Before Jana Gana Mana plays in a movie hall, a sign blinks on the screen asking the audience members to stand in respect. This sign is usually accompanied by an unhappy rumble – nobody wants to get up. Audience members stand up ponderously, finding a place to prop up their popcorn and coke with difficulty, noisily put their bags on the floor and shifting around a little bit before finally standing to attention.

Movie theatres such as PVR, faced with the rule, have made it their mission to make the national anthem as involving as they can within the parameters of the song. Some have had a small army of television actors singing with fixed smiles; and another shows a school of physically challenged children reciting the anthem through sign language.

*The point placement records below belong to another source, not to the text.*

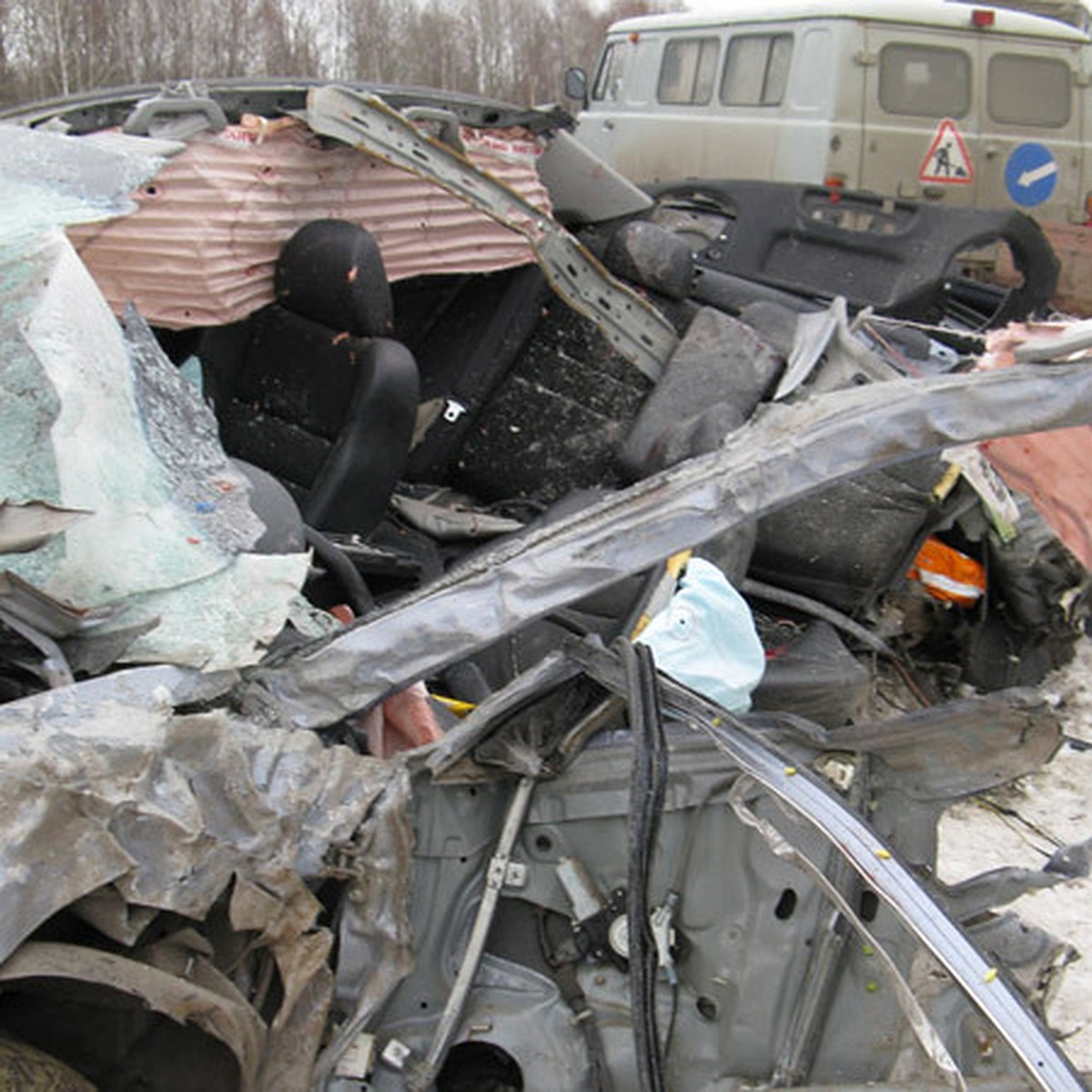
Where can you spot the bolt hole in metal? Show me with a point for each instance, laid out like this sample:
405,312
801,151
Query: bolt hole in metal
868,905
786,905
476,1067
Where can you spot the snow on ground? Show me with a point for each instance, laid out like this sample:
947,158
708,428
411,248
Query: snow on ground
1055,806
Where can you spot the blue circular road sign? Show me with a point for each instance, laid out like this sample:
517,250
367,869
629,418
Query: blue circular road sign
1031,175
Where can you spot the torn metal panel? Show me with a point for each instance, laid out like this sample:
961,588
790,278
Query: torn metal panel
225,207
168,808
235,1024
782,454
953,751
628,322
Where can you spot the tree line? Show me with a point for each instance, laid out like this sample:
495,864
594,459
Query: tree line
511,49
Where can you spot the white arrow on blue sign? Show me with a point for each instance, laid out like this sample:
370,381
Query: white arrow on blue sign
1031,175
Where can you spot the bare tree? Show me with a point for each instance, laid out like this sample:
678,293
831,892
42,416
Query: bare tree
511,49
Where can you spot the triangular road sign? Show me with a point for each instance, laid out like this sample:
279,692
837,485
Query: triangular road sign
948,159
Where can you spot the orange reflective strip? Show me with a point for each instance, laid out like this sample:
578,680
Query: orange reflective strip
947,574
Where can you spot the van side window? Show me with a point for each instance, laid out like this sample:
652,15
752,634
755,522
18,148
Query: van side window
612,74
925,81
688,71
1029,91
756,71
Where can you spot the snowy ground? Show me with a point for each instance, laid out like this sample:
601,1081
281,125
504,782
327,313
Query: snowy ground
1055,806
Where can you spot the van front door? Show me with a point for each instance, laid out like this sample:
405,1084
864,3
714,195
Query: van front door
921,115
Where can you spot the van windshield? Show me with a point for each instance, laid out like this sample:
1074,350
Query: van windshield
612,75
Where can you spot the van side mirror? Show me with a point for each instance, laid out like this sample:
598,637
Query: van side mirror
576,86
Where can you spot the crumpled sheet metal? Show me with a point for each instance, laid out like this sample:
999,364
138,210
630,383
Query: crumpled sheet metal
201,248
784,453
98,789
102,784
232,1021
97,420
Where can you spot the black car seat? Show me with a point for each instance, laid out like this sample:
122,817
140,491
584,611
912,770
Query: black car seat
312,389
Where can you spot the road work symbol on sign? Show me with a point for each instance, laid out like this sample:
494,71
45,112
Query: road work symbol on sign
948,159
1031,175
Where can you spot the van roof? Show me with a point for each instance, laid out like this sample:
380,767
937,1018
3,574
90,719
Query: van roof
947,14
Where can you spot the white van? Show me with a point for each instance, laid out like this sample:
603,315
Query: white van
920,98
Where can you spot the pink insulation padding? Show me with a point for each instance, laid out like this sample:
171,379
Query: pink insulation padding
201,247
1053,470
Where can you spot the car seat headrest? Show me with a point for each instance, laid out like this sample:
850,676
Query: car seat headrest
331,271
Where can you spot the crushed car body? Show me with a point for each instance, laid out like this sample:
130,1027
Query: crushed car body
468,622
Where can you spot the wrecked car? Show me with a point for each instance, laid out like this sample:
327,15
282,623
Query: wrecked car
469,622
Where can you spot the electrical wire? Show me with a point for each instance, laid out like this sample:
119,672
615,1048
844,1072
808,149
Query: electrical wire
648,789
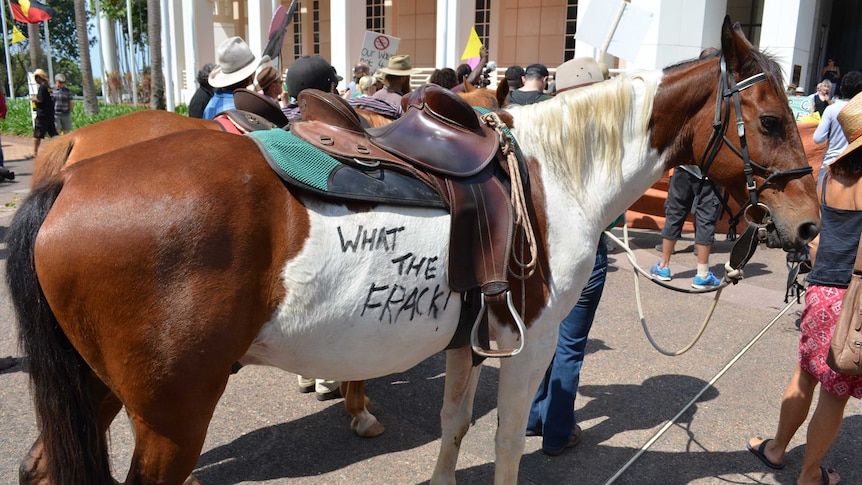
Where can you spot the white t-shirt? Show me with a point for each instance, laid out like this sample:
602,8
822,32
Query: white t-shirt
830,129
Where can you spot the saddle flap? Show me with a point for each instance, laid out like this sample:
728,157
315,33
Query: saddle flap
253,102
327,108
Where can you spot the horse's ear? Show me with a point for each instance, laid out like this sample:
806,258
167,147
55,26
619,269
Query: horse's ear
735,47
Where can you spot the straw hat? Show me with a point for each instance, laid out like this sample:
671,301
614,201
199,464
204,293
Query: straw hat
581,71
236,62
399,66
850,118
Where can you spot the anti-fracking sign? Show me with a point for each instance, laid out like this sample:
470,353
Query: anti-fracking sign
377,48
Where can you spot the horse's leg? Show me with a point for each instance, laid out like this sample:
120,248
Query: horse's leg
461,380
519,379
356,403
33,470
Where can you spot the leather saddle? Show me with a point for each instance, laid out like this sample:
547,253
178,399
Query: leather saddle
441,140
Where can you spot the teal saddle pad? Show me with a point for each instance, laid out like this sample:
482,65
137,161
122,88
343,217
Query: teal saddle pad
309,169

The recent example is PVR’s ‘crowd sourced’ national anthem. It shows a young rock band circulating a Youtube link to their performance of the song. Everyone who receives it stops and stands in respect, whether they’re doing yoga or waiting for their floor in an elevator lift.

 Jana Gana Mana: Why we wont stand for one version of our national anthem

A screengrab of the Youtube video of PVR's new crowd sourced national anthem. Image courtesy Facebook

Apparently, all these experimentation was not to the government’s liking. The Maharashtra government has asked colleges and multiplexes to “maintain uniformity while broadcasting, playing or singing the national anthem”. Protocol Minister Suresh Shetty has also said that a CD of the anthem, as it is played in the state legislature, will be issued to them to make sure there are no changes in the tune of the anthem.

"The version of the national anthem played in Parliament or the state legislature is how it's supposed to be sung. Government offices, schools, colleges and multiplexes can either play the CD we issue or use it to practise singing so that their tune and pitch are in keeping with the correct version of the anthem,” Shetty said, according to the Times of India

"I observed that the tune and the pitch of the national anthem was not consistent in educational institutes and theatres. A government resolution would be issued to ensure that the national anthem is played in eksur," Shetty said in the same article. "We will first focus on educational institutes and then on multiplexes." The head of an educational institution went on the commend the move in the article, saying that it would help “maintain the sanctity of the anthem.”

This move seems like an overreach on the part of the state government. At no point can the versions of the national anthem that are played in multiplexes said to be disrespectful – or for that matter, even bad. They do verge on the maudlin sometimes, but that would presumably be an occupational hazard during expressions of patriotism. In fact, for the most part, the ‘different’ versions seem to at least garner the wandering attention of the average movie-goer. That attention is a requirement for any ‘patriotic stirrings’ to happen, which is presumably the desired effect of the national anthem.

Secondly, different versions of the national anthem have been the norm for a long time. AR Rehman’s version is well known, and does not adhere to the ‘official’ 52-second length of the anthem. Besides this, in 2011, a version of Jana Gana Mana was launched by Pranab Mukherjee. This version was eight minutes long, set to different music and sung by 39 artistes.

TV channels, musicians, music labels and kids with guitars have all had different versions of the anthem. You just have to go on Youtube to find hundreds of versions of the song (as well as several tutorials on how to perform the song on a guitar). As long as the words and sentiment is the same, does it matter if the song is accompanied by drums or a flute?

The argument that can be made is that since cinemas and colleges are in the public domain, uniformity of the song should be maintained. But that actually serves the other side of the argument – because the anthem is being played to an audience who is already well-versed with the anthem, aren’t different versions meant for just such an audience?

The state has always handled patriotic expression of the public with kid gloves, as though it is something fragile that might break. However, this move is incredibly counter-productive. People were taking the anthem and making it their own, interpreting it in a way that had relevance to their own lives – but apparently that expression of individualism was the most unpatriotic of all.